An harangue, at the door of the quaint old Normandy omnibus, by the driver of the same, was proof that the lesson of good oratory, administered by generations of bishops, had not been lost on the Bayeux inhabitants. Two rebellious English tourists furnished the text for the driver's sermon; they were showing, with all the naive pride of pedestrians, their intention of footing the distance between the station and the cathedral. This was an independence of spirit no Norman could endure to see. What? these gentlemen proposed to walk, in the sun, through clouds of dust, when here was a carriage, with ladies for companions, at their command? The coach had come down the hill on purpose to conduct Messieurs les voyageurs; how did these gentlemen suppose a père de famille was to make his living if the fashion of walking came in? And the rusty red vest was thumbed by the gnarled hand of the father, who was also an orator; and a high-peaked hat swept the ground before the hard-hearted gentlemen. All the tragedy of the situation had come about from the fact that the tourists, also, had gotten themselves up in costume. When two fine youths have risen early in the day to put on checked stockings, leggings, russet walking-shoes, and a plaited coat with a belt, such attire is one to be lived up to. Once in knickerbockers and a man's getting into an omnibus is really too ignominious! With such a road before two sets of such well-shaped calves—a road all shaped and graded—this, indeed, would be flying in the face of a veritable providence of bishop-builders intent on maintaining pastoral effects.
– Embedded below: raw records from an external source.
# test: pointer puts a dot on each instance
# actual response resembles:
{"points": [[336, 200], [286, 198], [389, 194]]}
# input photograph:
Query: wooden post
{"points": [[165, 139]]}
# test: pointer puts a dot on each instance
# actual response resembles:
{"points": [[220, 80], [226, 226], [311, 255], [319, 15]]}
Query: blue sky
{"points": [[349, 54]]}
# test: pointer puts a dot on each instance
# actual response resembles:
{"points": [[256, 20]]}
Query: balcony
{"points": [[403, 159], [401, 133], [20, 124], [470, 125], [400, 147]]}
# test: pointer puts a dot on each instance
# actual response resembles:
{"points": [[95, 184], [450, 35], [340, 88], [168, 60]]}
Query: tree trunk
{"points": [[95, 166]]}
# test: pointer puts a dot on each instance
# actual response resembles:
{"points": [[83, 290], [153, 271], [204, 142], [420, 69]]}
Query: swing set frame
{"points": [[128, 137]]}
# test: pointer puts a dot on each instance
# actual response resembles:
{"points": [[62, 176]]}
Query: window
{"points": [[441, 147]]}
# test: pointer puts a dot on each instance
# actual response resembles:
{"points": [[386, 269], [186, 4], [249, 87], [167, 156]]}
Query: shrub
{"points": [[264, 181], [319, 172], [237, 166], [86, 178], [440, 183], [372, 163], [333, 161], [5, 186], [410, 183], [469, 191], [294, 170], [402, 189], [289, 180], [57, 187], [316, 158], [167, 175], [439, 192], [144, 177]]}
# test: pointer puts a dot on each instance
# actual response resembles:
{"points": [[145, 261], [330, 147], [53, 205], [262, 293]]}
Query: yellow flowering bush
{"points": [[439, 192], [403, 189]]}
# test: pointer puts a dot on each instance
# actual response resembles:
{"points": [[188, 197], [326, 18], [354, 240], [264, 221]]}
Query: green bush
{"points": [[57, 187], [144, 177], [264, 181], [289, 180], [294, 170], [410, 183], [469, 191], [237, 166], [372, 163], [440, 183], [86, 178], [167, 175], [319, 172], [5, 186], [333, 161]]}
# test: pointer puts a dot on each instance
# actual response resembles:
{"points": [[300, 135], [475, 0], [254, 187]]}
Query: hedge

The knickerbockers relentlessly strode onward; the driver had addressed himself to hearts of stone. But he had not yet exhausted his quiver of appeal. Englishmen walk, well! there's no accounting for the taste of Britons who are also still half savages; but even a barbarian must eat. Half-way up the hill, the rattle of the loose-jointed vehicle came to a dead stop. With great gravity the guard descended from his seat; this latter he lifted to take from the entrails of the old vehicle a handful of hand-bills. He, the horse, the omnibus, and we, all waited for, what do you suppose? To besprinkle the walking Englishmen as they came within range with a shower of circulars announcing that at "midi, chez Nigaud, il y aura un dejeuner chaud."

The driver turned to look in at the window—and to nod as he turned—he felt so certain of our sympathy; had he not made sure of them at last?